Alpine on MacOS
MacOS is a rather modern and highly GUI version of UNIX, so who would want to run alpine, an old-fashioned text mode only email client on it? Who knows, but one can. And not only is it possible, but it is fairly easy to built it from sources, rather than relying on Macports or some binary distribution. Instructions below:
(All the below instructions are to be typed in a terminal window. They install alpine in one's home directory, rather than in any system directories. Precise version numbers (1.1.1v and 2.26) will surely need changing -- they were correct in September 2023.)
1/ Make sure that a sufficiency of Xcode is installed.
xcode-select --install
2/ Download the latest version of OpenSSL 1.1.1 from openssl.org.
curl -O https://www.openssl.org/source/openssl-1.1.1v.tar.gz
(If on old Macs this fails due to certificate issues, either be reckless and add -k before the -O, or fix the MacOS certificates problem properly.)
3/ Extract archive
tar -xf openssl-1.1.1v.tar.gz cd openssl-1.1.1v
4/ One needs to tell OpenSSL which OS one is using, so either
./Configure --prefix=$HOME darwin64-x86_64-cc make
for old Intel-based Macs, or, for ARM-based Macs (M1s)
./Configure --prefix=$HOME darwin64-arm64-cc make
4a/ Be prudent, even though it is the longest part.
make tests
5/ Install OpenSSL into one's home directory
make install cd ..
5a/ Install some certificates. I had not documented this with 1.1.1m, but it is certainly needed with 1.1.1v.
pushd ~/ssl curl -O https://curl.se/ca/cacert.pem mv cacert.pem cert.pem popd
6/ Download the alpine source code from its distribution site.
curl -O http://alpineapp.email/alpine/release/src/Old/alpine-2.25.tar.xz
or
curl -O http://alpineapp.email/alpine/release/src/alpine-2.26.tar.xz
7/ Extract archive
tar -xf alpine-2.25.tar.xz cd alpine-2.25
8/ Configure.
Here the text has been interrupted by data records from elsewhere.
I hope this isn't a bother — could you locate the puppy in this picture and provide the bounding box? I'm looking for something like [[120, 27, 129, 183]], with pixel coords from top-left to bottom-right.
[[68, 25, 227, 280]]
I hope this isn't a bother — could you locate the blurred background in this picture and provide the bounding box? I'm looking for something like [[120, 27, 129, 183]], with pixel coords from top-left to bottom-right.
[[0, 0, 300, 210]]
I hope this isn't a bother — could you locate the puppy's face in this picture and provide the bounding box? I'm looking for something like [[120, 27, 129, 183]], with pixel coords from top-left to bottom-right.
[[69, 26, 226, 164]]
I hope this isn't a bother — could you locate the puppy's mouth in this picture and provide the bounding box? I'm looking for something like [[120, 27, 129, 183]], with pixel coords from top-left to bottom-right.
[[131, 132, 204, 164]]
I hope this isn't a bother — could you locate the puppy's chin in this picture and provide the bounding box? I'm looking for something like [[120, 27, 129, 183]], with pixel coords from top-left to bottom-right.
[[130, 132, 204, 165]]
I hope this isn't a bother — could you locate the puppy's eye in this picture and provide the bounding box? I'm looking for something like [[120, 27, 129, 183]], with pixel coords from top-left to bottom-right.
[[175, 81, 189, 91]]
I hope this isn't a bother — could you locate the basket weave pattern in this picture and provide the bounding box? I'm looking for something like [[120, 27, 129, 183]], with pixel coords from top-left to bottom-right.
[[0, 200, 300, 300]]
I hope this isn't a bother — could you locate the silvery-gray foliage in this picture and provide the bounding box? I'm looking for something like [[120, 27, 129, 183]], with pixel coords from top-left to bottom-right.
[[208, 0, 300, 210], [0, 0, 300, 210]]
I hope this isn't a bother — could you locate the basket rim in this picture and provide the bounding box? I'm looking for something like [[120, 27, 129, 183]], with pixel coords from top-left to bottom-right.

Omit the --without-ipv6 if you want IP v6 support, or keep it if you believe that IP v6 currently causes more issues than it solves!
./configure --prefix=$HOME --with-ssl-dir=$HOME --without-ipv6
9/ Build and install.
make make install
This should leave alpine correctly installed in ~/bin. Unusually for a UNIX, MacOS does not place this directory on the default searchpath for executables. This can be solved by adding the line:
PATH=${HOME}/bin:${PATH}
to a file called ~/.bash_profile (if one's login shell is bash) or ~/.zprofile for zsh.
echo 'PATH=${HOME}/bin:${PATH}' >> ~/.bash_profile
or
echo 'PATH=${HOME}/bin:${PATH}' >> ~/.zprofile
At this point it ought to be possible to start a new Terminal window, type alpine, and enjoy the usual features of alpine. URLs will be correctly passed to one's default web browser, and other external viewers should function correctly.